Unter Überstunden – auch Mehrarbeit oder Plusstunden genannt – versteht man die Überschreitung der vereinbarten Arbeitszeit. Diese kann sich aus dem Arbeitsvertrag, aus dem Tarifvertrag, einer Betriebsvereinbarung oder aus dem Arbeitszeitgesetz (ArbZG) ergeben. Mehrarbeit bedeutet in der Regel der Anteil an Arbeitszeit, der die gesetzliche Regelarbeitszeit von acht Stunden am Tag beziehungsweise die vertraglich vereinbarte Arbeitszeit überschreitet.

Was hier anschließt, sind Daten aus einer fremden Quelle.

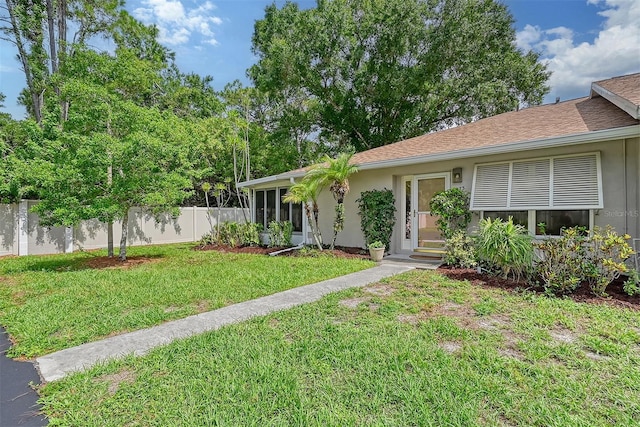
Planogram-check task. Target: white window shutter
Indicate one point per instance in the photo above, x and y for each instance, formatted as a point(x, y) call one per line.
point(530, 184)
point(490, 186)
point(575, 182)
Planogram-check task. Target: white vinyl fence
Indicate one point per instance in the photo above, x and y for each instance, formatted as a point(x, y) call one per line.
point(20, 233)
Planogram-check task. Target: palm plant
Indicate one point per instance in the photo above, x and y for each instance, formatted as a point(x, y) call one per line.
point(306, 193)
point(335, 173)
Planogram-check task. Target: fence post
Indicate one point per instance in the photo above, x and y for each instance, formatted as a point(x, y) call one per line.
point(68, 240)
point(195, 218)
point(23, 228)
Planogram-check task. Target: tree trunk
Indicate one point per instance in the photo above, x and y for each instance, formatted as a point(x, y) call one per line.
point(123, 239)
point(110, 239)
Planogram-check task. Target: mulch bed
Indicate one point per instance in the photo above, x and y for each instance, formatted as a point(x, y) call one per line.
point(615, 294)
point(114, 262)
point(339, 251)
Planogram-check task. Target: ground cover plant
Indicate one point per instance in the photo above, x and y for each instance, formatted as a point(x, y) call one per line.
point(417, 349)
point(48, 303)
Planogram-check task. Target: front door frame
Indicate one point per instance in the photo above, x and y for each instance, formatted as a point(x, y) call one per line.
point(414, 201)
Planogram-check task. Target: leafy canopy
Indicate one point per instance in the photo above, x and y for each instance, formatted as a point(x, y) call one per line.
point(377, 71)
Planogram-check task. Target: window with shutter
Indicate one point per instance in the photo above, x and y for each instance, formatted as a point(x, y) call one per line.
point(551, 183)
point(490, 186)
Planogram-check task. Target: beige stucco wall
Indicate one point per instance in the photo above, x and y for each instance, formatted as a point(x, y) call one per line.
point(620, 211)
point(8, 244)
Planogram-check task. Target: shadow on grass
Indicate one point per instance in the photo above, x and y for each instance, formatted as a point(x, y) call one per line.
point(63, 264)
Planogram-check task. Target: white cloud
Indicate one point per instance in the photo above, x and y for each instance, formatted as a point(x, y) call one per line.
point(614, 51)
point(178, 24)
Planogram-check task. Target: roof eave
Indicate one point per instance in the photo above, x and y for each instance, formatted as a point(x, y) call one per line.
point(536, 144)
point(624, 104)
point(574, 139)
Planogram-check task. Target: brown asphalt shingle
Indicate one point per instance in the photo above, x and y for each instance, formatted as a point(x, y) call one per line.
point(547, 121)
point(627, 87)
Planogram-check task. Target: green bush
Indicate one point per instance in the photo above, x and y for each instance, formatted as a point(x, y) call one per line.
point(377, 211)
point(460, 250)
point(561, 262)
point(280, 233)
point(606, 252)
point(234, 234)
point(452, 208)
point(596, 258)
point(505, 246)
point(632, 284)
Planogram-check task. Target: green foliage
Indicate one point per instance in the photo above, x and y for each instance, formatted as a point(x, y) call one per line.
point(377, 245)
point(280, 233)
point(597, 258)
point(364, 73)
point(334, 173)
point(561, 262)
point(460, 250)
point(632, 284)
point(306, 192)
point(606, 253)
point(452, 208)
point(377, 211)
point(234, 234)
point(505, 246)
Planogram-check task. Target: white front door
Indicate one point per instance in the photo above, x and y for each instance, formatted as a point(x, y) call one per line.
point(425, 233)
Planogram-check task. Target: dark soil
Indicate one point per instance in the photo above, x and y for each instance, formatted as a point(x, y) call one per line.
point(615, 294)
point(339, 251)
point(114, 262)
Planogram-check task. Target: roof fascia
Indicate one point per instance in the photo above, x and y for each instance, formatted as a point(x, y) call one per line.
point(562, 141)
point(624, 104)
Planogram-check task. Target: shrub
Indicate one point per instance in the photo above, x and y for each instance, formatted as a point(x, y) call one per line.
point(234, 234)
point(632, 284)
point(505, 246)
point(452, 208)
point(280, 233)
point(460, 250)
point(377, 211)
point(561, 262)
point(597, 258)
point(606, 254)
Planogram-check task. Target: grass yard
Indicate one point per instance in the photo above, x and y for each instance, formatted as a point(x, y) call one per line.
point(49, 303)
point(418, 349)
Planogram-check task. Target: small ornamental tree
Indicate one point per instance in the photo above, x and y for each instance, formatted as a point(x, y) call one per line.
point(452, 208)
point(377, 211)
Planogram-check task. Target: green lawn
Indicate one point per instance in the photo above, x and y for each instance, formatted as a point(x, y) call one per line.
point(48, 303)
point(418, 349)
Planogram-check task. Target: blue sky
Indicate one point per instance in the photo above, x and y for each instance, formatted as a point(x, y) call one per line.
point(581, 40)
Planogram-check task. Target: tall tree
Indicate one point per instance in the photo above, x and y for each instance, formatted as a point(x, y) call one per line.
point(335, 173)
point(378, 71)
point(39, 30)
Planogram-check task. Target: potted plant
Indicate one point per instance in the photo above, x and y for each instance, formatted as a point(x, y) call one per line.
point(376, 250)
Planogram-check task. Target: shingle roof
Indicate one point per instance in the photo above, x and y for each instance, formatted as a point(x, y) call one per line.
point(627, 87)
point(547, 121)
point(574, 117)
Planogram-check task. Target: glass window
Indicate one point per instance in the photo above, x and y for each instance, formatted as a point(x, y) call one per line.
point(271, 207)
point(296, 216)
point(555, 221)
point(260, 207)
point(519, 217)
point(407, 219)
point(284, 207)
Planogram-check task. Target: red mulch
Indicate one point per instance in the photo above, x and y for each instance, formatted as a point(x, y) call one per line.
point(342, 252)
point(615, 294)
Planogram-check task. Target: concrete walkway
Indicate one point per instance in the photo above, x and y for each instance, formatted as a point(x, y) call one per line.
point(56, 365)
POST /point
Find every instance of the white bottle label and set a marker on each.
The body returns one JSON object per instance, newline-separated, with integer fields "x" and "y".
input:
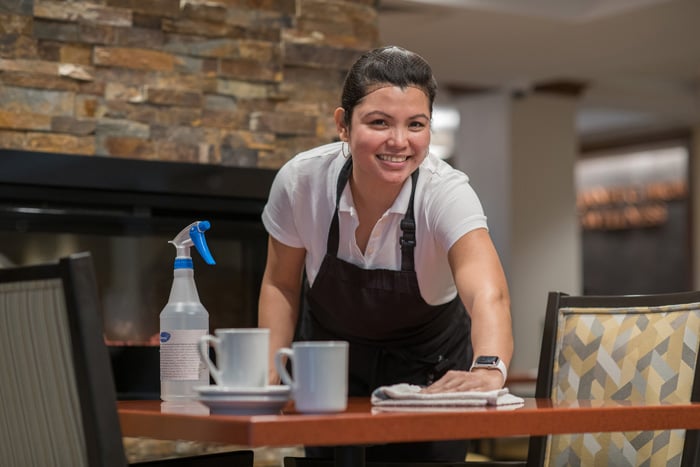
{"x": 179, "y": 354}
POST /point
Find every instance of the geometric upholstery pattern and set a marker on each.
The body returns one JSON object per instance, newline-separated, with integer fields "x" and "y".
{"x": 639, "y": 353}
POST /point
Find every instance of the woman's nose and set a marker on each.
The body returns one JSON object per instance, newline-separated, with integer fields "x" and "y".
{"x": 398, "y": 137}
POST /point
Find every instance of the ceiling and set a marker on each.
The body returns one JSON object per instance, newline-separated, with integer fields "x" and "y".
{"x": 639, "y": 59}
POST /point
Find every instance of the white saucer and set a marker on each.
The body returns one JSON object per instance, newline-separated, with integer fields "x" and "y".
{"x": 245, "y": 404}
{"x": 227, "y": 391}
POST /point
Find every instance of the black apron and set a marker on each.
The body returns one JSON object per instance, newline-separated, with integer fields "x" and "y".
{"x": 394, "y": 335}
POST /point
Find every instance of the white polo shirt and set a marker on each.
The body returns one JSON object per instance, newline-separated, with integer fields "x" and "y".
{"x": 302, "y": 201}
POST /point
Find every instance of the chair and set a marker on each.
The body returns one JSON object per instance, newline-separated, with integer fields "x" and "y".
{"x": 635, "y": 348}
{"x": 58, "y": 398}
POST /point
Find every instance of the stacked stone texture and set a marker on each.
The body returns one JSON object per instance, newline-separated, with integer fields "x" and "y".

Überstunden dürfen vom Arbeitgeber nur bei betrieblicher Notwendigkeit gefordert und vom Arbeitnehmer nur in bestimmten Fällen abgelehnt werden, etwa aus familiären Gründen. Es macht also Sinn, dazu bereits im Arbeitsvertrag, im Tarifvertrag oder in einer Betriebsvereinbarung grundlegende Regelungen zu treffen. Allerdings sind Vereinbarungen der Arbeitsvertragsparteien, die der Grundlinie des ArbZG entgegenstehen, unwirksam.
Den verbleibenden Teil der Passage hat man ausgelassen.